Promatix Biosciences Ltd has announced positive preclinical data for its first-in-class bispecific antibody–drug conjugate, PBS293-MMAE, demonstrating enhanced tumour selectivity, improved suppression and reduced toxicity in colorectal cancer models.
Promatix Biosciences Ltd, a UK-based biotechnology company, has announced positive preclinical data on its lead oncology candidate, PBS293-MMAE, at the World ADC London Summit, highlighting a potential new approach for improving tumour selectivity in colorectal cancer treatment.
The company is developing a new generation of cancer therapies based on cis-bispecific antibody–drug conjugates (ADCs). Its lead molecule, PBS293-MMAE, is described as a first-in-class bispecific ADC designed for the treatment of colorectal cancer.
Addressing a longstanding challenge in ADC development
PBS293-MMAE was developed using Promatix’s proprietary proteomics-driven discovery platform, which systematically analyses tumour and normal tissue surface proteins to identify novel anti-tumour antigen pairs. The strategy enables cis-bispecific ‘AND-gate’ targeting through hybrid avidity, meaning strong binding occurs only when both target antigens are present on the same tumour cell. This is intended to improve efficacy while reducing toxicity compared with conventional ADCs.
The ADC field has made significant progress in payload, linker and conjugation chemistry, yet true tumour-selective targeting remains a major challenge.
“The ADC field has made significant progress in payload, linker and conjugation chemistry, yet true tumour-selective targeting remains a major challenge,” said Dr Michael Hunter, CEO and Co-Founder of Promatix. “Many of the most validated oncology targets, such as EGFR, are also expressed in healthy tissue, which can constrain the therapeutic window and limit efficacy. By utilising our unique capability to identify differentiated antigen pairings and engineering ADCs that depend on dual engagement, we aim to improve selectivity, enhancing both efficacy and safety across novel and validated targets.”
Dual targeting of EGFR and EphA2
PBS293-MMAE targets EGFR and EphA2, two proteins shown to be co-expressed in colorectal cancer cells. While EGFR is a clinically validated target in colorectal cancer, therapeutic antibodies such as cetuximab benefit only a subset of patients and are associated with toxicity due to widespread EGFR expression in healthy tissues.

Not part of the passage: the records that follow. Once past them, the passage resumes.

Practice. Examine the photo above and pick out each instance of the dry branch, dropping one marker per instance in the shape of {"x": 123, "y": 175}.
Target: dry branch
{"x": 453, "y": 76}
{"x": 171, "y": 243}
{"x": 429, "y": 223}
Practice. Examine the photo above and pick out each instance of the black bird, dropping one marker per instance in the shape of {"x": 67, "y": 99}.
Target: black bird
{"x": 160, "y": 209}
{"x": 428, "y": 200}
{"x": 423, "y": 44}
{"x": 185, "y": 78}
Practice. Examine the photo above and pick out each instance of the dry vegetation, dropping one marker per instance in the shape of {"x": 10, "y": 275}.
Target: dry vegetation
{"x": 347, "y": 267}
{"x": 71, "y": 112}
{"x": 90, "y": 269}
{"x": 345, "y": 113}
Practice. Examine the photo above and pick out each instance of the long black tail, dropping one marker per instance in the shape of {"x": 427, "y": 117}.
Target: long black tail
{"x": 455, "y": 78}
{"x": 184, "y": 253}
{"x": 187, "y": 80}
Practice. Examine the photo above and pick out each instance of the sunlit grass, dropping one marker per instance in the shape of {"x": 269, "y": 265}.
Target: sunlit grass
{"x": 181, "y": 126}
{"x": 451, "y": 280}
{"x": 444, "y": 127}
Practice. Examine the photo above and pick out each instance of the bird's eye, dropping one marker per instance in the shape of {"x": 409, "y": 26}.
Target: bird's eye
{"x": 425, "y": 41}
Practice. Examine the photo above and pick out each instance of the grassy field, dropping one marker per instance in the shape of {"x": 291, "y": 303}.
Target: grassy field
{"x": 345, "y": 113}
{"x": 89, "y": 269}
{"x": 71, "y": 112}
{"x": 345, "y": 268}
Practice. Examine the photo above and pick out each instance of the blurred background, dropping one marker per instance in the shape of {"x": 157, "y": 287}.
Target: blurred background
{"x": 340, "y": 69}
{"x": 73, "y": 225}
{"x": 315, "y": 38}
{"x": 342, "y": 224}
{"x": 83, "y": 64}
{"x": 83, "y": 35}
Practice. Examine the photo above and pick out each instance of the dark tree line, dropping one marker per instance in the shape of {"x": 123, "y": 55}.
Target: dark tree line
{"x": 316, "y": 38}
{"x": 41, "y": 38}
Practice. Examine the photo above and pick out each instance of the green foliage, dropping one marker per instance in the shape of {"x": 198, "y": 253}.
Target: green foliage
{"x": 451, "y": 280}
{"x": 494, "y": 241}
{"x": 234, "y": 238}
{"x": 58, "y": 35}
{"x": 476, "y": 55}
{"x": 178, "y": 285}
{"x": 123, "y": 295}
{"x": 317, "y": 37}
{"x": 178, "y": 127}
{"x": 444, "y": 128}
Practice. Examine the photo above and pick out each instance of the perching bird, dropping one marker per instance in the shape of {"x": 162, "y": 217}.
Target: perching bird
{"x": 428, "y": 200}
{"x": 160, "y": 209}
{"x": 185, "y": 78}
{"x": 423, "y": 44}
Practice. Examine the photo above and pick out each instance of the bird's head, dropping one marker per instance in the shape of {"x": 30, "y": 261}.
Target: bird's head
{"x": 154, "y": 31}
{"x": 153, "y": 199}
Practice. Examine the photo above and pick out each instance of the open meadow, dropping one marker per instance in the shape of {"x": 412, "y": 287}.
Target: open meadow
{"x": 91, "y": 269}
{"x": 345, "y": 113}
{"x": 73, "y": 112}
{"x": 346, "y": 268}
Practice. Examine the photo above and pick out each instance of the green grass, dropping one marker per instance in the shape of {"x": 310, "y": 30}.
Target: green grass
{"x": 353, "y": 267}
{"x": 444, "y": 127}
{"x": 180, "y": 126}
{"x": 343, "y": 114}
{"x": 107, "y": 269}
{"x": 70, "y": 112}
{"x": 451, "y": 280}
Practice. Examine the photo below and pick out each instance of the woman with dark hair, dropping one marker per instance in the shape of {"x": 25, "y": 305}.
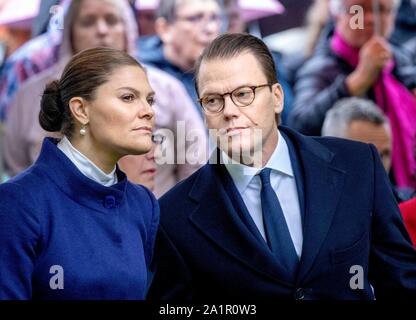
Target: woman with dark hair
{"x": 71, "y": 225}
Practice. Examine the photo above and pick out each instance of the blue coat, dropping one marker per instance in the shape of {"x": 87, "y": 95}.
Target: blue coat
{"x": 64, "y": 236}
{"x": 206, "y": 250}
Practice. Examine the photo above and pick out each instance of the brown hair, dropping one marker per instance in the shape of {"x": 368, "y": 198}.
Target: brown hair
{"x": 83, "y": 74}
{"x": 233, "y": 44}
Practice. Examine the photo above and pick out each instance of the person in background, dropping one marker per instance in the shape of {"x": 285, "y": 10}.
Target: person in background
{"x": 362, "y": 120}
{"x": 410, "y": 47}
{"x": 110, "y": 23}
{"x": 184, "y": 28}
{"x": 405, "y": 24}
{"x": 357, "y": 62}
{"x": 72, "y": 227}
{"x": 235, "y": 21}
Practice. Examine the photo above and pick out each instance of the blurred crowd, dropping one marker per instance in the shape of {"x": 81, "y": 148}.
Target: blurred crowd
{"x": 353, "y": 76}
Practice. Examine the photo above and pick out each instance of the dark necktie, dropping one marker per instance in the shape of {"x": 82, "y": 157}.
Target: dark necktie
{"x": 277, "y": 232}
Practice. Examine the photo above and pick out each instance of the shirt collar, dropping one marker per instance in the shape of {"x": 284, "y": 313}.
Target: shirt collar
{"x": 242, "y": 175}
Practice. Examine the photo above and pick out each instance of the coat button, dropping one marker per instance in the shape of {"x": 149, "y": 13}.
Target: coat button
{"x": 110, "y": 202}
{"x": 300, "y": 294}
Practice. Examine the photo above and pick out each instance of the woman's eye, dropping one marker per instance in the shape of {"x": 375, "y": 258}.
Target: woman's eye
{"x": 128, "y": 98}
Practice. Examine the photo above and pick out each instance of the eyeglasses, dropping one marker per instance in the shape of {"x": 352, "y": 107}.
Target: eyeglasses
{"x": 241, "y": 97}
{"x": 199, "y": 19}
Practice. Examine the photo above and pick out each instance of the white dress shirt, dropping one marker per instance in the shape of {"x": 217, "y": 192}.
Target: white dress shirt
{"x": 283, "y": 183}
{"x": 85, "y": 165}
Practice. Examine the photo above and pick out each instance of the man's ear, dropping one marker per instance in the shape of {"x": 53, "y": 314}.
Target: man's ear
{"x": 80, "y": 110}
{"x": 164, "y": 30}
{"x": 278, "y": 98}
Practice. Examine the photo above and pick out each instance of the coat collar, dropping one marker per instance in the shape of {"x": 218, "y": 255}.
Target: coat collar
{"x": 216, "y": 217}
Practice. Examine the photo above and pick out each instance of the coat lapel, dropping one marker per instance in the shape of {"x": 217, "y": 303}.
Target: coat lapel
{"x": 216, "y": 217}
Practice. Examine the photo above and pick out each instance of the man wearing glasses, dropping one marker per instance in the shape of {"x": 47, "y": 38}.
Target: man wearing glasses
{"x": 276, "y": 214}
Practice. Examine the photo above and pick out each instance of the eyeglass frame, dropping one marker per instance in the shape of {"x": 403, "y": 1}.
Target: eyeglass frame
{"x": 253, "y": 88}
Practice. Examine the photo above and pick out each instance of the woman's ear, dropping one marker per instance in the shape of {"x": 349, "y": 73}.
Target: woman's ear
{"x": 79, "y": 109}
{"x": 278, "y": 98}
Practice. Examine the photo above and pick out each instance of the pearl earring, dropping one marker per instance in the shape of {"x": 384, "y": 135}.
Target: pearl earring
{"x": 82, "y": 131}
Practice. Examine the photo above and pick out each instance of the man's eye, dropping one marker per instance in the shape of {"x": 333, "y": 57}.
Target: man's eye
{"x": 128, "y": 98}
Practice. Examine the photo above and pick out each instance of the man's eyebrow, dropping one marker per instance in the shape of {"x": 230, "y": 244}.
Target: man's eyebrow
{"x": 136, "y": 92}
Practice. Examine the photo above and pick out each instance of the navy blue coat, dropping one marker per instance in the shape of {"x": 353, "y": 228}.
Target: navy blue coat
{"x": 206, "y": 251}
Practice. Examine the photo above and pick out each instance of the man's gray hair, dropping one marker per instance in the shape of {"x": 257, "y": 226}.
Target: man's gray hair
{"x": 347, "y": 110}
{"x": 167, "y": 9}
{"x": 337, "y": 7}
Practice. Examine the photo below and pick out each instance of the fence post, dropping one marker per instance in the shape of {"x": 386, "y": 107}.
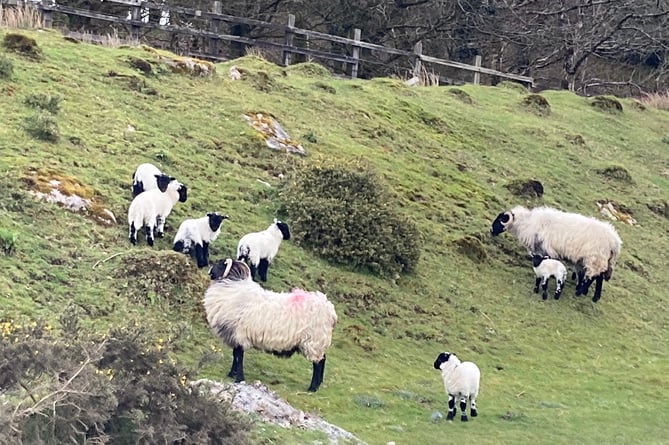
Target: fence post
{"x": 47, "y": 14}
{"x": 418, "y": 63}
{"x": 477, "y": 75}
{"x": 289, "y": 40}
{"x": 356, "y": 53}
{"x": 214, "y": 26}
{"x": 135, "y": 16}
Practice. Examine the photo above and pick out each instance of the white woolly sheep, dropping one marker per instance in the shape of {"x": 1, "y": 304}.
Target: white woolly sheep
{"x": 461, "y": 379}
{"x": 585, "y": 241}
{"x": 150, "y": 209}
{"x": 544, "y": 268}
{"x": 244, "y": 315}
{"x": 148, "y": 177}
{"x": 198, "y": 233}
{"x": 259, "y": 248}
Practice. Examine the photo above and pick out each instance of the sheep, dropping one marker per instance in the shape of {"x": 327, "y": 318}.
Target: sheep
{"x": 587, "y": 242}
{"x": 244, "y": 315}
{"x": 150, "y": 209}
{"x": 198, "y": 232}
{"x": 147, "y": 177}
{"x": 461, "y": 379}
{"x": 544, "y": 268}
{"x": 259, "y": 248}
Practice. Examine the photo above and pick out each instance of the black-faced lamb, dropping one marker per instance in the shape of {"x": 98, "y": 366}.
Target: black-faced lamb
{"x": 196, "y": 234}
{"x": 151, "y": 208}
{"x": 544, "y": 268}
{"x": 585, "y": 241}
{"x": 259, "y": 248}
{"x": 148, "y": 177}
{"x": 461, "y": 380}
{"x": 244, "y": 315}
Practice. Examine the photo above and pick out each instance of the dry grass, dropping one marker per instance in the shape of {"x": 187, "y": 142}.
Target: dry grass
{"x": 657, "y": 100}
{"x": 25, "y": 17}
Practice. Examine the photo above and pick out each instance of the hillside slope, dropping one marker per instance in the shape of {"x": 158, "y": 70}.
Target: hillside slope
{"x": 558, "y": 372}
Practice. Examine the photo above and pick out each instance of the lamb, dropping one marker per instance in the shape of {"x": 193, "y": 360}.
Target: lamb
{"x": 544, "y": 268}
{"x": 461, "y": 379}
{"x": 199, "y": 233}
{"x": 150, "y": 209}
{"x": 245, "y": 315}
{"x": 147, "y": 177}
{"x": 586, "y": 242}
{"x": 259, "y": 248}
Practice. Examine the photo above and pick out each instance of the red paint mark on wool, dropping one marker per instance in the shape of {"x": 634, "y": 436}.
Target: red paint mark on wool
{"x": 297, "y": 296}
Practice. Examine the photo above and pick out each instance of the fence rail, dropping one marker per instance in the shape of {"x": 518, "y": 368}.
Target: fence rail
{"x": 136, "y": 22}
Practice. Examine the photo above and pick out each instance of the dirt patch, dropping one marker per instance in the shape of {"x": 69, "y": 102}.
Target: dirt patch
{"x": 69, "y": 193}
{"x": 257, "y": 398}
{"x": 526, "y": 187}
{"x": 607, "y": 104}
{"x": 616, "y": 212}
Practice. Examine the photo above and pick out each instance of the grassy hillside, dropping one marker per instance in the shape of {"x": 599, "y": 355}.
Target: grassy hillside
{"x": 558, "y": 372}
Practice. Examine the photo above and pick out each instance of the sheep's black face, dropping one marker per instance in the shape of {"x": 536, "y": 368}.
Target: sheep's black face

The data demonstrated high levels of membrane co-localisation of EGFR and EphA2 in patient-derived colon cancer xenograft tissue, based on proteomic and fluorescence-activated cell sorting analyses, supporting the biological rationale for dual-target engagement.
Hybrid avidity-dependent engagement of both antigens was confirmed for PBS293-MMAE in a range of studies, including cell binding, payload internalisation and cytotoxicity assays.
Enhanced tumour suppression and reduced toxicity
In HCT116 colorectal cancer cells, PBS293-MMAE showed low-nanomolar potency more than 50-fold greater than cetuximab-MMAE. In xenograft models, the candidate achieved significantly higher dose-dependent tumour growth inhibition and sustained tumour suppression compared with cetuximab-MMAE.
Importantly, the therapy also demonstrated substantially lower cytotoxicity in normal human keratinocytes compared with cetuximab-MMAE, suggesting a reduced risk of skin toxicity and supporting its tumour-selective design.
Expanding options in metastatic colorectal cancer
PBS293-MMAE is a full IgG1 cis-bispecific ADC in development for advanced colorectal cancer, including metastatic disease. While monoclonal antibodies targeting EGFR such as cetuximab are effective in only around 15 percent of patients, the new candidate is designed to address a broader population, independent of RAS or BRAF mutation status and including right-sided tumours where current treatments are often ineffective.
PBS293-MMAE is a full IgG1 cis-bispecific ADC in development for advanced colorectal cancer, including metastatic disease.
Promatix is advancing a broader pipeline of bispecific ADCs across colorectal cancer and other solid tumours, supported by its TxPro tumour surface proteomics database and integrated computational and validation platforms.
Full results were presented in a poster entitled Hybrid Avidity–Gated EGFR/EphA2 Bispecific ADC Enables Tumour Selectivity and Keratinocyte Sparing, which is available via the company’s website.